Enfim, imagino o que fariam os tugas de bens se toda essa gente que limpa as cidades, colhe as frutas e tomates cherries que enchem as suas mesas, calceta os seus passeios, limpa as suas casas e escritórios, leva-os de uber de um sítio para outro e entrega as suas comidas, se fossem embora. Se os tugas de bens pobres, ou os pretos, ou os ciganos, ou os sul-asiáticos distraídos, acordassem para as questões das desigualdades estruturais, do medo e da diferença usados para dividir, entenderiam que a luta não é uns contra os outros, mas todos ao lado uns dos outros, porque os problemas são comuns: salários baixos, habitação precária, falta de oportunidades, escassez de transportes públicos, guetização, falta de acesso a espaços culturais, entre outros. Os tugas de bens deviam largar essa ilusão de superioridade e tugalidade exacerbada, para verem a realidade. Que dá muito trabalho, dá, mas, no fim, percebe-se que não é a língua diferente ou a cor da pele que cria a desigualdade social.

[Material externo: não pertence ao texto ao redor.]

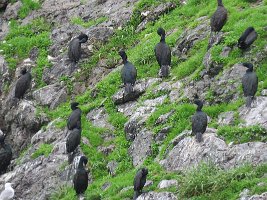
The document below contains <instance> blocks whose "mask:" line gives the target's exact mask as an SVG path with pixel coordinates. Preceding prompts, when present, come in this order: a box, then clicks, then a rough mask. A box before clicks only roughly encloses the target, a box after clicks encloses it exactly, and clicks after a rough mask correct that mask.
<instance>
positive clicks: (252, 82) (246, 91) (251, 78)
mask: <svg viewBox="0 0 267 200" xmlns="http://www.w3.org/2000/svg"><path fill="white" fill-rule="evenodd" d="M242 65H243V66H244V67H247V68H248V69H247V71H246V73H245V74H244V76H243V78H242V87H243V92H244V96H245V97H247V100H246V107H251V103H252V100H253V99H254V96H255V94H256V92H257V89H258V77H257V74H256V73H255V72H253V65H252V64H251V63H242Z"/></svg>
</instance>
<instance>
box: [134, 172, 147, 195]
mask: <svg viewBox="0 0 267 200" xmlns="http://www.w3.org/2000/svg"><path fill="white" fill-rule="evenodd" d="M147 174H148V170H147V168H142V169H140V170H139V171H138V172H137V173H136V175H135V178H134V198H133V200H135V199H137V198H138V196H139V195H140V194H141V193H142V190H143V187H144V186H145V184H146V176H147Z"/></svg>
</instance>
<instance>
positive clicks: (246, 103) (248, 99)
mask: <svg viewBox="0 0 267 200" xmlns="http://www.w3.org/2000/svg"><path fill="white" fill-rule="evenodd" d="M252 100H253V97H252V96H247V99H246V107H247V108H251V103H252Z"/></svg>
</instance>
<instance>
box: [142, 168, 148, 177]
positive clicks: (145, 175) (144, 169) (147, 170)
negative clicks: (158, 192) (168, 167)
mask: <svg viewBox="0 0 267 200" xmlns="http://www.w3.org/2000/svg"><path fill="white" fill-rule="evenodd" d="M142 174H143V175H145V176H146V175H147V174H148V169H147V168H145V167H144V168H142Z"/></svg>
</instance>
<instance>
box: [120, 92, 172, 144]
mask: <svg viewBox="0 0 267 200" xmlns="http://www.w3.org/2000/svg"><path fill="white" fill-rule="evenodd" d="M166 98H167V96H166V95H164V96H161V97H158V98H156V99H149V100H146V101H144V103H143V106H141V107H139V108H137V109H136V111H135V113H134V114H133V115H132V116H131V118H130V119H129V121H128V122H127V123H126V124H125V125H124V132H125V135H126V139H127V140H131V141H132V140H134V138H135V136H136V135H137V133H138V132H139V131H140V129H141V127H142V126H143V125H144V123H145V121H146V120H147V119H148V118H149V116H150V115H151V114H152V113H153V112H155V110H156V106H158V105H162V104H163V102H164V100H165V99H166Z"/></svg>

Por causa desse encostamento nada cinematográfico da Pessipê, milhares de pessoas sairam à rua para manifestar a indignação. Muitas pessoas a dizer a mesma coisa: “não nos encostem à parede” e a estragar a música d’As Gingas. O Tontura e uns dezenas de acólitos também saíram do outro lado. O Luís Mortenegra, ao ver isso, excitou-se a pensar já nos votos e disse: “Estão a ver, pá, é tudo extremistas, pá. De um lado estão extremistas da direita, a querer violentar e deportar toda a gente, e do outro lado estão extremistas a pedirem pacificamente para não serem violentados… que extremismo, pá. Já não podem ser violentados em paz que agora levantam-se logo e põem-se a marchar atrapalhando o trânsito, pa. É pá, já não se fazem vítimas como antigamente, pá, que sofriam calados, pá. Por isso, nós, nós é que somos o centro, pá, somos os pilatos, pá, os razoáveis, pá, porque tanto criticamos a estética dos violentadores, como o barulho dos violentados, pá.” Já imagino slogans da próxima campanha: “para abusos mais estéticos e menos ruidosos, vota o Pessidê!”, “entre racistas e vítimas não se mete a… crítica” (tem de rimar). É só um a tentar tomar o lugar do André Tontura, estão todos a sair do armário.
Contudo, tenho de dizer que fico sempre surpreendido com os bons tugas que, apesar das cagadas dos seus chefes da Tugalândia, ainda fazem a coisa certa. Foi muito fish ver na rua toda essa gente unida: muitos tugas brancos, tugas pretos, pretos aficionados a tugas, pretos pretos, sul-asiáticos, norte-asiáticos, médio-orientais, orientais, americanos, norte-americanos, sul-americanos, africanos, europeus… desisto.
Parece que mesmo na unidade ainda dá para dividir.